The All Blacks have learned how to get by, even play pretty well without Daniel Carter, but it is a different matter without McCaw.

The great man is so rarely injured that the All Blacks have played only 18 tests without him as captain since 2006. That list includes two games versus Canada, two against Italy, one each against Portugal, Romania and Scotland. In terms of serious encounters against top-rated opposition, McCaw has missed only five tests - two Tri Nations fixtures in 2008, the first two tests against France in 2009 and the Tri Nations clash with South Africa in 2011.

The All Blacks lost four of those five games and while they came through the recent series with the French well enough while McCaw was on sabbatical, there is no level of comfort they can win without their leader.


Tonight, then, is huge in terms of the longer-term development of this side. They won't face a stiffer examination this year: at least when they go to South Africa, they won't have to carry the expectation that comes with being on their own soil.

Mentally, they will take a huge step if they can face the onslaught and survive. The Boks won't be subtle or half-cocked.

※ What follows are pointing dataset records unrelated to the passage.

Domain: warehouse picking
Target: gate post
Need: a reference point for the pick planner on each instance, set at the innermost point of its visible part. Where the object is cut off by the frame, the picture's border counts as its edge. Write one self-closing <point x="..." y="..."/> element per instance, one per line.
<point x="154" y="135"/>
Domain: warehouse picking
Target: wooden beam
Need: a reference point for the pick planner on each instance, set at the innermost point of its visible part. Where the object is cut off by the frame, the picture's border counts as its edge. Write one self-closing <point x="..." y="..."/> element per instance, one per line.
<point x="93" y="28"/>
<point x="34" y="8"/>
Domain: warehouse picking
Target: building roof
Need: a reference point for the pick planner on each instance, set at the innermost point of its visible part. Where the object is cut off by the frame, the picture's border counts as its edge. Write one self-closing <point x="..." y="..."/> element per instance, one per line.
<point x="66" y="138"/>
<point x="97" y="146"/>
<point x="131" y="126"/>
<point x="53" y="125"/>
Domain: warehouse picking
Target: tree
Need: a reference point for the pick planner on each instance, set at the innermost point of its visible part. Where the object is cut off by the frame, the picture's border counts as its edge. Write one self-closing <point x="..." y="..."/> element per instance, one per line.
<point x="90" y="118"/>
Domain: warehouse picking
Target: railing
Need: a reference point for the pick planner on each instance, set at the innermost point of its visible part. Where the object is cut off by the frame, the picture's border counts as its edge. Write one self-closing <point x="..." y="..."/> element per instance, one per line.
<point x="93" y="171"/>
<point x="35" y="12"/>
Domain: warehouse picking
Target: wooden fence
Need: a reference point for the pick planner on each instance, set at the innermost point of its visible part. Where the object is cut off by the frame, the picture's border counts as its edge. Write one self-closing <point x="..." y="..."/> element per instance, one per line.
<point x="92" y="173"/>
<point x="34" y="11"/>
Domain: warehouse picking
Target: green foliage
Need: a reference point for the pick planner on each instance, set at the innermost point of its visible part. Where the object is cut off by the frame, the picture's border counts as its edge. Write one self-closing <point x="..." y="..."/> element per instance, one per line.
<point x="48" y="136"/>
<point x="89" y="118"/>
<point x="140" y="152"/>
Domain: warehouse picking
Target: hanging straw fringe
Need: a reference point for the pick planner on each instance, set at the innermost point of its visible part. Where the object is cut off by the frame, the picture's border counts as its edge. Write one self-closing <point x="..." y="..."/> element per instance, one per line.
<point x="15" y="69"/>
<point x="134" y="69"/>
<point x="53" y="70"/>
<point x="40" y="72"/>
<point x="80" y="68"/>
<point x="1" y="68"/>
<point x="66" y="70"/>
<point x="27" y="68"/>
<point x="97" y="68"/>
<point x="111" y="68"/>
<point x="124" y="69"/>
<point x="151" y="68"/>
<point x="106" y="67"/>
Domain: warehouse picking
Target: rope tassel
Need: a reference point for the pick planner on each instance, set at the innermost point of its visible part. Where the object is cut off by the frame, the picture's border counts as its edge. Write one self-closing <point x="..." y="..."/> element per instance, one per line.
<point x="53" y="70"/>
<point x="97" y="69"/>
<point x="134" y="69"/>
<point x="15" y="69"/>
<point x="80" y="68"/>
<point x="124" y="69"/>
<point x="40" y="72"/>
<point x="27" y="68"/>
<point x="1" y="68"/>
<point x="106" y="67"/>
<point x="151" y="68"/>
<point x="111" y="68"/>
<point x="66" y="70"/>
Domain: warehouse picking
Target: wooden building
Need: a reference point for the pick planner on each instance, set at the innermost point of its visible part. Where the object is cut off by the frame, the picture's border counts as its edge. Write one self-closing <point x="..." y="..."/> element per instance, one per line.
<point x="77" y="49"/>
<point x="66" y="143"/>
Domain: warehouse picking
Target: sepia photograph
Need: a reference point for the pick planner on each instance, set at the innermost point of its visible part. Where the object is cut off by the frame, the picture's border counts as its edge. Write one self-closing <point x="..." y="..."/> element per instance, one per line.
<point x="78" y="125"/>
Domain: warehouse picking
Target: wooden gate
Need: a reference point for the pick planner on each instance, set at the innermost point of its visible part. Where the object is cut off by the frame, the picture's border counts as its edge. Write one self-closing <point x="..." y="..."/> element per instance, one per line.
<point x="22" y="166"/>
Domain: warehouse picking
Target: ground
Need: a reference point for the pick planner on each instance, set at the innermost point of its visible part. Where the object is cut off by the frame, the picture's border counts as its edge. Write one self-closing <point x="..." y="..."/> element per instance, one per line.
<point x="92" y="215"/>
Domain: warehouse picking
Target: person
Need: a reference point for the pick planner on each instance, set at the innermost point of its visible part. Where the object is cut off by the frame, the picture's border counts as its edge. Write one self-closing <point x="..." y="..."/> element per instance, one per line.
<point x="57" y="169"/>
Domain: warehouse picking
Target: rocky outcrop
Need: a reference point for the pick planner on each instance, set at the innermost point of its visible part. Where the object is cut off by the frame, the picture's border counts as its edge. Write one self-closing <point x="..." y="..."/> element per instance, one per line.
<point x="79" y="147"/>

They will shut down the All Blacks' space and require the home side to think, to adapt, to dig deep and be courageous.

The pressure will be intolerable at times, the threat of Morne Steyn's boot never far and all the time this green wave will refuse to stop surging. In similar games in the past any hint of uncertainty and everyone would look to McCaw.

It was the calmness and composure of McCaw that settled the side in the final 15 minutes of the World Cup final. It was McCaw's freakish effort in Dunedin last year that inspired his side past the Boks and it was McCaw who scored the penultimate try late in Soweto three years ago that paved the way for the most dramatic victory two minutes later.

"It's important [for our development]," says Liam Messam about winning tonight. "He is our skipper, our leader, we have to make sure that everyone can connect and come together. We need to really focus on gaining that platform from the tight five because every game is won up front. If they can win the battle, it will flow down."

The bigger picture is just as relevant. Under coach Steve Hansen the All Blacks are trying to reduce their reliance on ageing individuals.

They know how much experience and leadership they have tied up in their veterans and they don't want to be so vulnerable given the higher risk of older players to injury and form slumps.

Even McCaw has to be considered a risk of not making it to 2015 and the All Blacks can't get to England in two years fearing for what will happen if the skipper can't, for whatever reason, make it on to the field.


That process of building belief and confidence in the rest of the leadership team begins for real tonight. The series against France was a dry-run of sorts - this is different. This is the sort of game everyone may look back on further down the track and pinpoint as critical in the evolution of the All Blacks.